Les conditions d'application de ce dispositif seront précisées par un décret en Conseil d'Etat .

Le reste du panier de soins des bénéficiaires de l'AME demeure inchangé .

III. LA POSITION DE VOTRE COMMISSION DES FINANCES

A. DES ÉCONOMIES SUBSTANTIELLES DIFFICILES À RECHERCHER DANS CE TYPE DE DISPOSITIF

L'AME constitue un dispositif de taille modeste lorsqu'on le compare à l'ensemble des prestations de l'assurance maladie. Il revêt néanmoins une importance symbolique forte.

Comme le notait également la mission d'audit de 2007, il est assez illusoire d'attendre des économies importantes d'une réforme de l'AME , sauf à remettre en cause la politique d'immigration de notre pays ou à encourir des risques graves en matière de santé publique. Les dépenses d'AME sont, en effet, largement liées au nombre d'étrangers en situation irrégulière sur le territoire national et répondent à un double objectif humanitaire et de santé publique .

Les mesures proposées pour en maîtriser le coût doivent donc rechercher un juste équilibre entre l'amélioration de l'efficience du dispositif et le maintien d'un accès aux soins satisfaisant des étrangers en situation irrégulière.

B. LES RISQUES LIÉS À LA SEULE PRISE EN CHARGE DES SOINS URGENTS

La seule prise en charge des soins urgents de cette population particulière , parfois proposée, aurait ainsi des conséquences lourdes :

- d'une part, une renonciation aux soins et un suivi défaillant de l'état de santé de ces personnes qui accroîtrait à terme le coût des soins délivrés ;

- d'autre part, le report sur les professionnels de santé libéraux et les établissements de santé de la majeure partie des économies réalisées . En effet, comme le rappelle la mission d'audit précitée, « les actes gratuits de praticiens libéraux, les créances irrécouvrables des hôpitaux et les fonds des associations (le plus souvent subventionnées par l'Etat) se substitueraient aux crédits de l'Etat ».

C. LA REDÉFINITION DU PANIER DE SOINS PROPOSÉE PAR LE PRÉSENT ARTICLE NE SERA PAS SANS POSER DE DIFFICULTÉS

La redéfinition du panier de soins des bénéficiaires de l'AME proposée par nos collègues députés est plus limitée .

Elle ne viserait en réalité qu'à ne plus prendre en charge les soins dits de confort . Or, comme le soulignait la mission d'audit de modernisation de 2007, l'AME couvre très peu de soins de confort.
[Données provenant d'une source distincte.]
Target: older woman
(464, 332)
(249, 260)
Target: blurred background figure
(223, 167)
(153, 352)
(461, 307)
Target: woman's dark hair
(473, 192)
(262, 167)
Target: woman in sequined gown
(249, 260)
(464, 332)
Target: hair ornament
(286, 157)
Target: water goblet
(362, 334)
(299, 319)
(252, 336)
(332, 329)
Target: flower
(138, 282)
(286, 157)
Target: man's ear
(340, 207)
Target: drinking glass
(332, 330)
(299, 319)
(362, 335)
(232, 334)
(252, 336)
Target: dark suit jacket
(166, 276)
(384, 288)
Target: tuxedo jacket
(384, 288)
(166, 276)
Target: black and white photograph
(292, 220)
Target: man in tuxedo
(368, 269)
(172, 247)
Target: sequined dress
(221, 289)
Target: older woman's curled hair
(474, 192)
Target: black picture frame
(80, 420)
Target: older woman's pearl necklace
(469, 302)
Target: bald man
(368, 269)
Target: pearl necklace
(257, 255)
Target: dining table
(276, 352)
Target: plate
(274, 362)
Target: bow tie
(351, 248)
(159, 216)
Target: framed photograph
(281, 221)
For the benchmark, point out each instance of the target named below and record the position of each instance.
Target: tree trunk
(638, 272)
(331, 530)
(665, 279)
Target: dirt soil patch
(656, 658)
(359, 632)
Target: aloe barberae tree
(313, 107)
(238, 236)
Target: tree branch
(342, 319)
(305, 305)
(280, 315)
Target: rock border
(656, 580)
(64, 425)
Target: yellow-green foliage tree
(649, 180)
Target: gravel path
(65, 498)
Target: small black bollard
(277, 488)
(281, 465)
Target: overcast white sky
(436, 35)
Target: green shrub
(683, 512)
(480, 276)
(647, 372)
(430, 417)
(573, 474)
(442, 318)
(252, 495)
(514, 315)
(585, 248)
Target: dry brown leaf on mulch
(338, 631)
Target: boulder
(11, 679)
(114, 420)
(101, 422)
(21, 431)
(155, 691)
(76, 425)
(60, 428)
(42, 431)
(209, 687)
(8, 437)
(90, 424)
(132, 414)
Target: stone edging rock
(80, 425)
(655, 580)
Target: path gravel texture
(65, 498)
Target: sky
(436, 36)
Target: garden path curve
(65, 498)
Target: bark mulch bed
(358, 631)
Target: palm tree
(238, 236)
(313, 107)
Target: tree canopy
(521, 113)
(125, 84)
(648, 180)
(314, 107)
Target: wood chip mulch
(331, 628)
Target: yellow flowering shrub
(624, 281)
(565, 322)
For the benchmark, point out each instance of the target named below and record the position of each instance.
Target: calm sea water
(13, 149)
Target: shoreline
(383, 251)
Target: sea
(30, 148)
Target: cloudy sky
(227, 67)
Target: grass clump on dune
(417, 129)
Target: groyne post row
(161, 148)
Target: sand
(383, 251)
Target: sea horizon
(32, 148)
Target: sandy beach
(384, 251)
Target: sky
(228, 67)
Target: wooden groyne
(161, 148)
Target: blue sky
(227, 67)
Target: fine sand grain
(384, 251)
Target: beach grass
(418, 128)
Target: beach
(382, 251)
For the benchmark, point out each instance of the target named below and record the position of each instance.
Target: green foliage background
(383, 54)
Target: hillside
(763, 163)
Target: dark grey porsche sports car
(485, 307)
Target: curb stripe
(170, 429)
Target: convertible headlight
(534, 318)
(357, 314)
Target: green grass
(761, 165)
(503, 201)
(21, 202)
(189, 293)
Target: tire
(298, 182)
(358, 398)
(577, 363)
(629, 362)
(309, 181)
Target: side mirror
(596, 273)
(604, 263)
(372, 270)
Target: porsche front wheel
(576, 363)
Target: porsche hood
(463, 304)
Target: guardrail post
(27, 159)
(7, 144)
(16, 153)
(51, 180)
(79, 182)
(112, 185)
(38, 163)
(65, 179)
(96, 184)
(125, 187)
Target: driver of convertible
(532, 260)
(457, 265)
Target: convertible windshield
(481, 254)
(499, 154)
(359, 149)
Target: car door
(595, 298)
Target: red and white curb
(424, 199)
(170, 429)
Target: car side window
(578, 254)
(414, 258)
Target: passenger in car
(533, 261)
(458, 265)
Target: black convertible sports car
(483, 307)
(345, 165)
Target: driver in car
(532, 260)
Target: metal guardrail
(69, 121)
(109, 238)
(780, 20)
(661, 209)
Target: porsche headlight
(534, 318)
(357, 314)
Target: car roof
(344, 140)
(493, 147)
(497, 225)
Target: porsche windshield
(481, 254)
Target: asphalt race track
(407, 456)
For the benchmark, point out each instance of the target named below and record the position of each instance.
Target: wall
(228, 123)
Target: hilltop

Le seul type de soins mentionné par les interlocuteurs de la mission comme pouvant être exclu d'une prise en charge par l'AME concerne les fécondations in vitro , dont le nombre apparaît très limité.

Par ailleurs, ce nouveau dispositif est encadré puisque, d'une part, les mineurs ne sont pas concernés et que, d'autre part, les conditions de l'application du nouvel article L. 251-2 du code de l'action sociale et des familles seront précisées par un décret en Conseil d'Etat.

Il convient néanmoins de s'interroger sur les modalités d'application de ce dispositif : il est vraisemblable que les professionnels de santé soigneront les patients qui viendront les consulter, également pour des soins exclus du « panier » de AME, et que les coûts correspondants seront supportés in fine par les professionnels de santé ou les établissements de santé.

De façon plus générale, il apparaît nécessaire de veiller au juste équilibre entre l'amélioration de l'efficience du dispositif et le maintien d'un accès aux soins satisfaisant des étrangers en situation irrégulière . Il est, en outre, regrettable que ces propositions soient mises en oeuvre sans attendre les conclusions de la mission commune d'inspection, prévues pour la fin du mois de novembre.

Décision de la commission : sous réserve de ces observations, votre commission des finances vous propose d'adopter cet article sans modification.


* 1 IGF-IGAS, Mission d'audit de modernisation sur la gestion de l'aide médicale de l'Etat - mai 2007.